鄭 辰(てい しん、1385年 - 1444年)は、明代官僚は文枢。本貫衢州西安県

生涯 編集

鄭仁徳の子として生まれた。1406年永楽4年)、進士に及第した。1409年(永楽7年)、監察御史に任じられた。1411年(永楽9年)、江西吉安府安福県の民が反乱の計画を告発し、鄭辰が永楽帝の命を受けて安福に赴いて調査すると、誣告の証拠が得られた。1415年(永楽13年)、福建で海外の客が殺人を犯すと、鄭辰が命を受けて赴いた。主犯を処罰するにとどめ、そのほかの従犯は釈放した。1416年(永楽14年)、南京報恩寺を建立するため、囚人1万人が動員された。変事を起こすのではないかと役夫を誹謗する蜚語があり、鄭辰が調査を命じられた。調査の結果として、蜚語の内容は事実無根と確認され、罪に問われる者は出なかった。谷王朱橞が反乱を計画して、鄭辰が調査を命じられると、その痕跡を全て収集した。永楽帝は「これはまさに国家の耳目の臣かな」と方賓に語った。1418年(永楽16年)、山西按察使として転出し、汚職官僚たちを容赦なく追及弾劾した。1420年(永楽18年)、潞州で盗賊が発生し、官吏が反乱として奏聞したため、永楽帝は討捕の兵を出発させようとした。鄭辰はちょうど入朝していたことから、「民は徭役に苦しんでいるだけであり、兵を発することのないようお願いします」と上奏した。永楽帝はこれを聞き入れた。鄭辰は山西に帰ると、みずから山谷に入って盗賊たちを説得し、良民に戻させた。1421年(永楽19年)、礼部侍郎蔚綬山海関の軍に給与する食糧の輸送を担当し、鄭辰は山西の民を率いて荷車を引かせることになった。民の負担が重く、逃亡する者も多かったため、蔚綬は貸金扱いして山西の民衆に償わせることにした。鄭辰は「山西の民は貧しく気が荒いので、ことを急ぐと変事が発生する恐れがあります。負債を緩めるしかありません」と反対した。鄭辰の提言は用いられ、逃亡する者もいなくなった。1423年(永楽21年)、鄭辰は母の喪に服すため、帰郷した。

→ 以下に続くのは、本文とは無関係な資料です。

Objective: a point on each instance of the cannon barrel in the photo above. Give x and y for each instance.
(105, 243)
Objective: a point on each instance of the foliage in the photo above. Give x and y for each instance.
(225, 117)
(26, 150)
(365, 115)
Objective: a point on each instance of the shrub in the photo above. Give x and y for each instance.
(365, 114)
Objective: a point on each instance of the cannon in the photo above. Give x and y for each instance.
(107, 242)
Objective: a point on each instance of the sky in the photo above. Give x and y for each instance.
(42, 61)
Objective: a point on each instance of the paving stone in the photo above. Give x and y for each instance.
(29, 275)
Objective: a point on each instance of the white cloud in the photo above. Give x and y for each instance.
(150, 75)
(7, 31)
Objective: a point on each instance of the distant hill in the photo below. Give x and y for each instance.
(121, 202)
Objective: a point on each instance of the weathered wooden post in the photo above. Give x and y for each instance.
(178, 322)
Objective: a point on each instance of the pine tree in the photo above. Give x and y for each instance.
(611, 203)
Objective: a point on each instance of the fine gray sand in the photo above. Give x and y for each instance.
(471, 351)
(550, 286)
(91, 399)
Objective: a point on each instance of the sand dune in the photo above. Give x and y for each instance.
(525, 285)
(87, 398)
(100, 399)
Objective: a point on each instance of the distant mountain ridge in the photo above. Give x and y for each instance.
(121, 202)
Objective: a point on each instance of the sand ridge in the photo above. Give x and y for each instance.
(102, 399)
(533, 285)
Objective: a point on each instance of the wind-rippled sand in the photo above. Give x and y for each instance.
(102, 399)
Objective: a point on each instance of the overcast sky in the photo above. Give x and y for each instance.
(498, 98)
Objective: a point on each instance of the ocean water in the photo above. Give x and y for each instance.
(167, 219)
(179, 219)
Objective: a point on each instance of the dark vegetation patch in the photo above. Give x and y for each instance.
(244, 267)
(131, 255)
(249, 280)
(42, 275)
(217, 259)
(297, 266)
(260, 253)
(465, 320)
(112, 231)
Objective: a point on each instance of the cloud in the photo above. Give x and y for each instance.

1426年宣徳元年)、山西の軍民が御史を訪れて鄭辰の留任を願い出た。御史がこのことを奏聞すると、鄭辰は再び山西按察使となった。1428年(宣徳3年)、南京工部右侍郎となった。のちに工部左侍郎に進んだ。

1435年(宣徳10年)、英宗が即位すると、大臣を分遣して地方官を考査させた。鄭辰は四川貴州雲南に赴き、その職務に不相応な者を全て罷免するよう上奏した。雲南布政使の周璟が妻の喪中にもかかわらず、後妻を迎えた。鄭辰が風教を傷つけていると弾劾すると、周璟は罪に問われて罷免された。1436年正統元年)、ある人が大名府から溝を開いて、諸水を引いて衛河に通じさせれば、灌漑や輸送に利便があるとする意見を提出した。鄭辰が民衆に負担をかけるばかりで利便がないと反論したため、沙汰止みになった。1437年(正統2年)、英宗の命を受けて南畿・河南の飢饉に対して振恤をおこなった。黄河の堤防が決壊すると、鄭辰は英宗の命を受けて修復工事を監督した。1438年(正統3年)、兵部左侍郎に転じた。1439年(正統4年)、豊城侯李彬とともに宣府大同への食糧輸送をつとめた。鎮守都督の譚広が政令を曲げたため、鄭辰はこれを弾劾した。1443年(正統8年)、風疾のため、辞職を告げて帰郷した。1444年(正統9年)5月5日、死去した。享年は60。